Worried About Hackers? FCPS has Been Breaching Students’ and Staff’s Privacy for Years

For years, Fairfax County Public Schools (FCPS) has been aware of its failures to secure private information.

Hackers breaching its system is another breach in a long line of privacy breaches and failures to secure information.

This evening, 9.11.20 (hours after news outlets were already covering the story), FCPS announced, that “ransomware was placed on some of [FCPS’] technology systems.”

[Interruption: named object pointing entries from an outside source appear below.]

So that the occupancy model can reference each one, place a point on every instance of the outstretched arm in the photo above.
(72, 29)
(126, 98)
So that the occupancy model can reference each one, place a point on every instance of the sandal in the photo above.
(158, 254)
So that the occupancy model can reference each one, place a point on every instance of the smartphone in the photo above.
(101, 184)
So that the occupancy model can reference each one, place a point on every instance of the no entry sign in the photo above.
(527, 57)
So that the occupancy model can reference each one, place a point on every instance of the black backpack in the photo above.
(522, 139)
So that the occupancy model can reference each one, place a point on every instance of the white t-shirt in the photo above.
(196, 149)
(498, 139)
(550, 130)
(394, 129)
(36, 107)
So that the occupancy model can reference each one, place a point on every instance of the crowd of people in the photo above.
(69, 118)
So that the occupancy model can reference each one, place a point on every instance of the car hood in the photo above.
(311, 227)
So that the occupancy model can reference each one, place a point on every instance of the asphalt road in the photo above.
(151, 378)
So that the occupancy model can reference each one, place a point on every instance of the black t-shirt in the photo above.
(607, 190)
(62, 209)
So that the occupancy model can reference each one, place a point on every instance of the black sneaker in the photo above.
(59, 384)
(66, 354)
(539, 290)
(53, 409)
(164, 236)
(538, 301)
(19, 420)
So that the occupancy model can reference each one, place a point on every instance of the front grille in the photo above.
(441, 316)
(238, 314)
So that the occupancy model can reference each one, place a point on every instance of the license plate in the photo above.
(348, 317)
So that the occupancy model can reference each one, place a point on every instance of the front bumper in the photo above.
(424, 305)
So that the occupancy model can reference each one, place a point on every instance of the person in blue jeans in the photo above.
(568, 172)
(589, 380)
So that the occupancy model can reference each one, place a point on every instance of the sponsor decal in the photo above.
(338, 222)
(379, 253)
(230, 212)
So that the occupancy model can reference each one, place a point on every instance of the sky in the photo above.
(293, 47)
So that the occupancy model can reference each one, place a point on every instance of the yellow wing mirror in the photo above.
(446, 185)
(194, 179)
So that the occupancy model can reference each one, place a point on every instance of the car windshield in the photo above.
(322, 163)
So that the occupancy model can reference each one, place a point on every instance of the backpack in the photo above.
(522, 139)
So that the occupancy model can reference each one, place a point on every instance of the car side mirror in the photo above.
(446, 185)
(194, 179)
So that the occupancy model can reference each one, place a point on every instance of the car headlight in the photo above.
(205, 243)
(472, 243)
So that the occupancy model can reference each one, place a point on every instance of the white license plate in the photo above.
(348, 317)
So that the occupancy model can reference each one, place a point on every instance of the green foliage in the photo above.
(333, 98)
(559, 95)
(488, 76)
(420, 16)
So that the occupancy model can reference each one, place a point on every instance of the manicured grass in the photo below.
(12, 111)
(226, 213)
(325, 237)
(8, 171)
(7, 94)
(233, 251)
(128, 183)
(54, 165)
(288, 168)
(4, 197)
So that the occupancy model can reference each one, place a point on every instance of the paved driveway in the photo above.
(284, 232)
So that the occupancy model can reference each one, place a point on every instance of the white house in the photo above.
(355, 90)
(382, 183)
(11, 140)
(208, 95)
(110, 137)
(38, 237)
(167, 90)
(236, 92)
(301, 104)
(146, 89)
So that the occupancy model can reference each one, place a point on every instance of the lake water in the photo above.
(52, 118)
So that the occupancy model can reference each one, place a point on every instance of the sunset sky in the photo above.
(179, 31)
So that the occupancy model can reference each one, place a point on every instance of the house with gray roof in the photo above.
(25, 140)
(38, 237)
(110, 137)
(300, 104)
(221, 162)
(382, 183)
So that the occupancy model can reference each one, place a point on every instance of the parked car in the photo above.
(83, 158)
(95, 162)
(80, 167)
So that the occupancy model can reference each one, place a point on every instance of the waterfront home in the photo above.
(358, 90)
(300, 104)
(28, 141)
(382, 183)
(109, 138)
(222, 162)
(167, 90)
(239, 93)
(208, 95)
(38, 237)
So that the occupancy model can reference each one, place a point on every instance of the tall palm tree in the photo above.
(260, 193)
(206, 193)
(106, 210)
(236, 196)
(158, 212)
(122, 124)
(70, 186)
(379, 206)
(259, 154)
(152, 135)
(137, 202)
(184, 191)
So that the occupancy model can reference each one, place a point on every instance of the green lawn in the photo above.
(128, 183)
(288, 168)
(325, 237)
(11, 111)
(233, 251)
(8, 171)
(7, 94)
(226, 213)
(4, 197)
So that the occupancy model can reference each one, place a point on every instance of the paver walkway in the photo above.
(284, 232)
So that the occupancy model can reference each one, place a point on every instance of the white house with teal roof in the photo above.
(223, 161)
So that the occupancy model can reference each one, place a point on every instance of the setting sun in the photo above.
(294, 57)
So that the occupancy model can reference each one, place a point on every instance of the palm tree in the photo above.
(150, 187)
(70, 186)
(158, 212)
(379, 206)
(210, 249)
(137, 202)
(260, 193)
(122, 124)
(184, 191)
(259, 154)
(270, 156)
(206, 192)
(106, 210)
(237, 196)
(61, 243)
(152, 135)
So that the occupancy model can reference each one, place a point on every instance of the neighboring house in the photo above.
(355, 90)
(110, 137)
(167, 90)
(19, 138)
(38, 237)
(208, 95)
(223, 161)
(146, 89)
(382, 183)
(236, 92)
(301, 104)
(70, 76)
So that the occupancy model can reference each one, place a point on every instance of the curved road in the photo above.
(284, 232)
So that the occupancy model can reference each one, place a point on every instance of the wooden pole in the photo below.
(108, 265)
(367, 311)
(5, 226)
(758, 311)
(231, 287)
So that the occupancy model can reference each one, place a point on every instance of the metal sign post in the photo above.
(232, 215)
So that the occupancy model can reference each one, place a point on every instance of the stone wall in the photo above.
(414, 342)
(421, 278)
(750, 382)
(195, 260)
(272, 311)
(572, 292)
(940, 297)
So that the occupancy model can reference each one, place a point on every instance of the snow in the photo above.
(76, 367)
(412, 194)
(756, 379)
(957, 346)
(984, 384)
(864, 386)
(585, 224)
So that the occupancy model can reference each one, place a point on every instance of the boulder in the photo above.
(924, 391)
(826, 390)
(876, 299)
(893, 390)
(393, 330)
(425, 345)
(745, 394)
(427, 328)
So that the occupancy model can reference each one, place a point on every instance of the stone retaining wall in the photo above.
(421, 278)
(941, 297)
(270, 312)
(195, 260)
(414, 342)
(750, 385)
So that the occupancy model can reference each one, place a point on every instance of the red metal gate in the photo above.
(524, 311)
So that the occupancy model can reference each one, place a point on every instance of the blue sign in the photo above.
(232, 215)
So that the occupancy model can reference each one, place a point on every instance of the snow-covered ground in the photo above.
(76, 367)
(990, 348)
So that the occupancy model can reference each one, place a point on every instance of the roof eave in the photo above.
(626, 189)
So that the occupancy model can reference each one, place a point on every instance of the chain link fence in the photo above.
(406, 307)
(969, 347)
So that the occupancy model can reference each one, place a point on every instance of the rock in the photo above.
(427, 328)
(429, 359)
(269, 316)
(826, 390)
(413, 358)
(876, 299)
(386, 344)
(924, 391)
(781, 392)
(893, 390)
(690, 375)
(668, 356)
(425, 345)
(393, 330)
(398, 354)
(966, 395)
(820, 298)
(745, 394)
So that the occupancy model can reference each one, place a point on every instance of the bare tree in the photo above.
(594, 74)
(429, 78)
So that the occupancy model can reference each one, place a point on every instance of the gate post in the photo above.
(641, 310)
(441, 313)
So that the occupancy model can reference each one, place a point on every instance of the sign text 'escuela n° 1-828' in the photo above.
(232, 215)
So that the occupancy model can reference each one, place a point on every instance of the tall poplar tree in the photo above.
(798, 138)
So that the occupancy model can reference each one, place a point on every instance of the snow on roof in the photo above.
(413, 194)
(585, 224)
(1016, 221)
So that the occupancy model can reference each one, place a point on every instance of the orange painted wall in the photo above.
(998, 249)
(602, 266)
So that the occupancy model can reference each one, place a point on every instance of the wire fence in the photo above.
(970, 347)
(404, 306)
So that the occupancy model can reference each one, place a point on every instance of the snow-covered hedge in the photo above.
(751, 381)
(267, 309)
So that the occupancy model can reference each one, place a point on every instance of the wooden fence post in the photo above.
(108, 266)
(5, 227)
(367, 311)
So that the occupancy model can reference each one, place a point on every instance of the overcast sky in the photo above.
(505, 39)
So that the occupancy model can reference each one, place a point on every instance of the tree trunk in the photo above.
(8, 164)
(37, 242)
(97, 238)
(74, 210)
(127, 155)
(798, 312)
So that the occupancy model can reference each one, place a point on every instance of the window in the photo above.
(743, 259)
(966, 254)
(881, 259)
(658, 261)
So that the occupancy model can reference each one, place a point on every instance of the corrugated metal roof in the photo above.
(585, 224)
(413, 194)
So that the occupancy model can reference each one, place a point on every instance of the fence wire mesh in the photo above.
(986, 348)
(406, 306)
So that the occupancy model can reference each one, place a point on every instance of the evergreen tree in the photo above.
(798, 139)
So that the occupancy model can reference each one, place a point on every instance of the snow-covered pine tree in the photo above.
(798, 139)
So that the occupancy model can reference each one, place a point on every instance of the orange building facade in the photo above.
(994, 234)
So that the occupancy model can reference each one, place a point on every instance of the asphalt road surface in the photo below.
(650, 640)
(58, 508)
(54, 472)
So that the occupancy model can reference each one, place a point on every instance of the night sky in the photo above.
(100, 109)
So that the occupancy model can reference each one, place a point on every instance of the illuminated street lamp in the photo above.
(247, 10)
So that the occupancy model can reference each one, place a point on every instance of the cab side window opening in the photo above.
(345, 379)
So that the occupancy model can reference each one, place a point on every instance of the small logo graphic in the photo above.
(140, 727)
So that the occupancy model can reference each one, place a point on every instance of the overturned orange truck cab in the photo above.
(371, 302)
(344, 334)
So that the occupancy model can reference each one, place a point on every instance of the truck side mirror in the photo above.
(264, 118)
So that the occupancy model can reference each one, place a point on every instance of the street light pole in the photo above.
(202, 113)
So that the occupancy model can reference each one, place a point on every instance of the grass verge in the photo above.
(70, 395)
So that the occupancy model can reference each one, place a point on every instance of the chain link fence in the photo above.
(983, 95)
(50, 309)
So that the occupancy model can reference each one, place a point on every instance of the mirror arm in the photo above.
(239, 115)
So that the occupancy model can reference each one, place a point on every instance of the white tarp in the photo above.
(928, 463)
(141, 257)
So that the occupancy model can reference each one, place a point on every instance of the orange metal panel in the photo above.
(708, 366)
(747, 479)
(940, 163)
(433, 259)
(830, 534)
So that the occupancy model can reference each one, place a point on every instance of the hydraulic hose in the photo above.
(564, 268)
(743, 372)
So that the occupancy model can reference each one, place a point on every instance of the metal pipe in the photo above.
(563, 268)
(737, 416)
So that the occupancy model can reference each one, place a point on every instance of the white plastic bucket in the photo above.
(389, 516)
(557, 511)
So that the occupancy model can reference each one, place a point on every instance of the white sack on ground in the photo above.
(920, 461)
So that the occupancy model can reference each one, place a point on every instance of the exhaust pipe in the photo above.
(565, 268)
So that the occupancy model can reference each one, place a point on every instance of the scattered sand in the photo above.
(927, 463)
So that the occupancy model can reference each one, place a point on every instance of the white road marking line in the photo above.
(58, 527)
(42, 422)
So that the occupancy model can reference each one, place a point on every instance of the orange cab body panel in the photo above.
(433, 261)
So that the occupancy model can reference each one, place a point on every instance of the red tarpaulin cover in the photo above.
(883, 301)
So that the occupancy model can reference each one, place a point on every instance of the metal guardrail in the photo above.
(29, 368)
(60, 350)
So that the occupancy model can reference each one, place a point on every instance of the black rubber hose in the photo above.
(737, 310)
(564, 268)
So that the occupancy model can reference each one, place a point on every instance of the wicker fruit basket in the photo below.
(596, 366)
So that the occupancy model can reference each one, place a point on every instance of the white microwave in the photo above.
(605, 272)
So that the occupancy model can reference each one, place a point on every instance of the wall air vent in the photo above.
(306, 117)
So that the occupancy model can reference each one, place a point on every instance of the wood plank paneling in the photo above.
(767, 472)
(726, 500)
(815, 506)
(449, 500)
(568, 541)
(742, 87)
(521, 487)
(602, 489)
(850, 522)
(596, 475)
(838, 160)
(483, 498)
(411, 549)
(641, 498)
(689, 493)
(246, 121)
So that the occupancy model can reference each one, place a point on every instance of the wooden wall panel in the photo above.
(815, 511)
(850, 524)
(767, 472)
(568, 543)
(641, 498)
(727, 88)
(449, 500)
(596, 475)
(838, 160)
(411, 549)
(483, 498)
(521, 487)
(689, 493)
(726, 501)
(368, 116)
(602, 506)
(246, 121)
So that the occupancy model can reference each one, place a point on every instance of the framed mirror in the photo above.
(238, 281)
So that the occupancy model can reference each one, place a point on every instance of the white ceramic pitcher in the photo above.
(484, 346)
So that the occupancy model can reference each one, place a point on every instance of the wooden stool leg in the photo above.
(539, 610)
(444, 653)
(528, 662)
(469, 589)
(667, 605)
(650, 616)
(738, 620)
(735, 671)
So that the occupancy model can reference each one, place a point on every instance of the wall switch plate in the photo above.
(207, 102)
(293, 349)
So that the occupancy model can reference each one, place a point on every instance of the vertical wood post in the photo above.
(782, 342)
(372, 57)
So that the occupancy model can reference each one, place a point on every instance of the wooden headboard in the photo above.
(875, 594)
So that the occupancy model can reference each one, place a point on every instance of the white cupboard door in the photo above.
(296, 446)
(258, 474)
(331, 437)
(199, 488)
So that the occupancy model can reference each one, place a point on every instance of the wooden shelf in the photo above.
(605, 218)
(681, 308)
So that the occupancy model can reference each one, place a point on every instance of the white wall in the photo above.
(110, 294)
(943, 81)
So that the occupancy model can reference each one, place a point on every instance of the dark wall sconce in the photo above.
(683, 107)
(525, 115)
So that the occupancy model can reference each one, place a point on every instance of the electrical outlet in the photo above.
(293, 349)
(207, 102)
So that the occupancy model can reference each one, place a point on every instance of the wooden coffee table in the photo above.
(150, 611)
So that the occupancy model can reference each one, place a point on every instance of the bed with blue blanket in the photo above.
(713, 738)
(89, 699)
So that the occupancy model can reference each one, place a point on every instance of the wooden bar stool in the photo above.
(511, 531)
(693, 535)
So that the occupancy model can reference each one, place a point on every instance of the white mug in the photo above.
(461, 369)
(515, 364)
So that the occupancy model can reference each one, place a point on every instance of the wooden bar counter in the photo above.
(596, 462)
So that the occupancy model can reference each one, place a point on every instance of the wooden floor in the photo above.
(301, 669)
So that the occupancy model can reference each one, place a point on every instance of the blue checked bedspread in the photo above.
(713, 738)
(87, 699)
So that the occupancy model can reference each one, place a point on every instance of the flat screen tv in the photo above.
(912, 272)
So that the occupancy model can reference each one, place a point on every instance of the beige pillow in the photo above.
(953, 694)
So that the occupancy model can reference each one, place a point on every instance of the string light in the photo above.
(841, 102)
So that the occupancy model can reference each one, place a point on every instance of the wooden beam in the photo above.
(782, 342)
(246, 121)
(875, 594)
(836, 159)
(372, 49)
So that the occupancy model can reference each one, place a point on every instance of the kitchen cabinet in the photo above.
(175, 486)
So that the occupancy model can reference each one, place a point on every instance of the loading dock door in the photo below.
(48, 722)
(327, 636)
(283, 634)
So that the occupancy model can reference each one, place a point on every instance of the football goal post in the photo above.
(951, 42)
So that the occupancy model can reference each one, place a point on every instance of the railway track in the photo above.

According to Drew Wilder of NBC News Channel 4 in Washington, D.C., there is more than ransomware to be concerned about:

The internet hacking group Maze claims it stole private information from Fairfax County Public Schools. To prove it, Maze has already posted some of it online. . . . News4 has viewed some of the documents posted online. One is nothing more than an internal training document from several years ago. But there’s also personal information that includes letters regarding disciplinary actions against 15 different students and their grades.

And yet . . .

FCPS has been releasing information about students—without their permission—for years.

FY15-17:

In an internal FCPS document titled “Hot Topics“, dated December 11, 2017, cover 2015-17, FCPS stated about Silverbrook Elementary School:

“SLP asked all sixth grade speech students to stand to be recognized during the EOY assembly in front of entire school. Proposed resolution to parents and they declined. CAP required training for SES and letter of assurance.”  “Maintain student confidentiality, particularly about sped status. Provided FERPA/confidentiality training to Silverbrook.”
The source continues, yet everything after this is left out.